Thomas Savy
French Suite
Thomas Savy (clar b), Bill Stewart (dr), Scott Colley (cb)
Label / Distribution : Plus Loin Music / Abeille Musique
C’est le propre des coups de génie, ils sont imprévisibles, soudains et déroutants.
Voici Thomas Savy, saxophoniste, clarinettiste ; on le connaissait fiable, concentré, mélodiste et coloré. A l’aise dans les grandes formations comme les plus petites, il jouait, discrètement… aux côtés de nombre de musiciens. Peut-être préparait-il cette magnifique et surprenante suite française.
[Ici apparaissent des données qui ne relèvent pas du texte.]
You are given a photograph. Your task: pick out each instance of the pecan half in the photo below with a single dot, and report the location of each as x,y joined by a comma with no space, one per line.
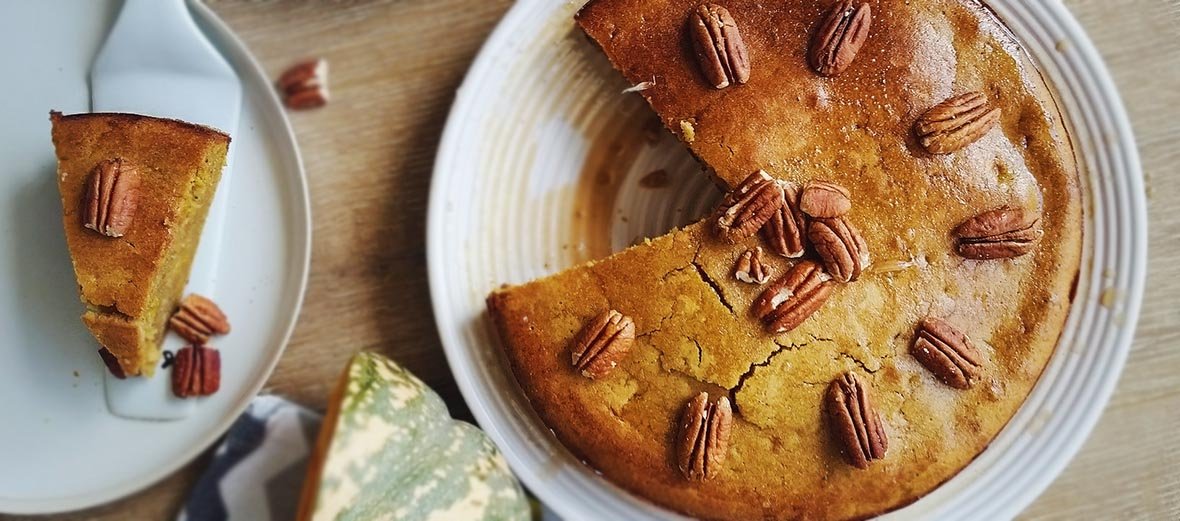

Tout concourt à la surprise : le format du disque (proche du 45-tours), le livret, l’enregistrement à Brooklyn avec deux des rythmiciens les plus exigeants du jazz contemporain (Scott Colley à la contrebasse et Bill Stewart à la batterie), l’instrumentation en trio clarinette basse – batterie – contrebasse ; les compositions – la suite est divisée en sept parties auxquelles s’ajoutent deux standards, « Come Sunday » et « Lonnie’s Lament », et le son.
La clarinette basse a ceci de particulier qu’elle produit des sons à la dynamique impressionnante. Encore faut-il les sortir. Encore faut-il les inventer. Savy improvise en volutes, tranchantes, raffinées. Il nous fait découvrir cet espace qui est le sien, un univers contrôlé, à la fois subtil et sauvage, un son qui puise sa technique dans le classique, prend ses couleurs dans le bop, chauffe comme un lézard au soleil. Pourtant, quel défi ! Car ils sont nombreux à l’attendre au tournant, les clarinettistes.
Sa musique est ferme, précise, colorée. Sur les tempi rapides, la rythmique fait un travail admirable pour pousser vers l’avant, éclabousser chaque fin de phrase, relancer la suivante. Sur les ballades, elle le laisse puiser jusqu’à son dernier souffle, pour achever ses notes magnifiques.
C’est principalement le son qui classe French Suite dans les meilleures surprises du moment. Certes, la clarinette possède déjà une sonorité propre, chaleureuse et imagée ; mais Thomas Savy prouve ici à quel point il en maîtrise l’embouchure, combien il sait sculpter l’air de façon unique. On sent une maturité s’exprimer, celle d’un homme responsable, retenu, contemplatif. Celle d’un sacré musicien.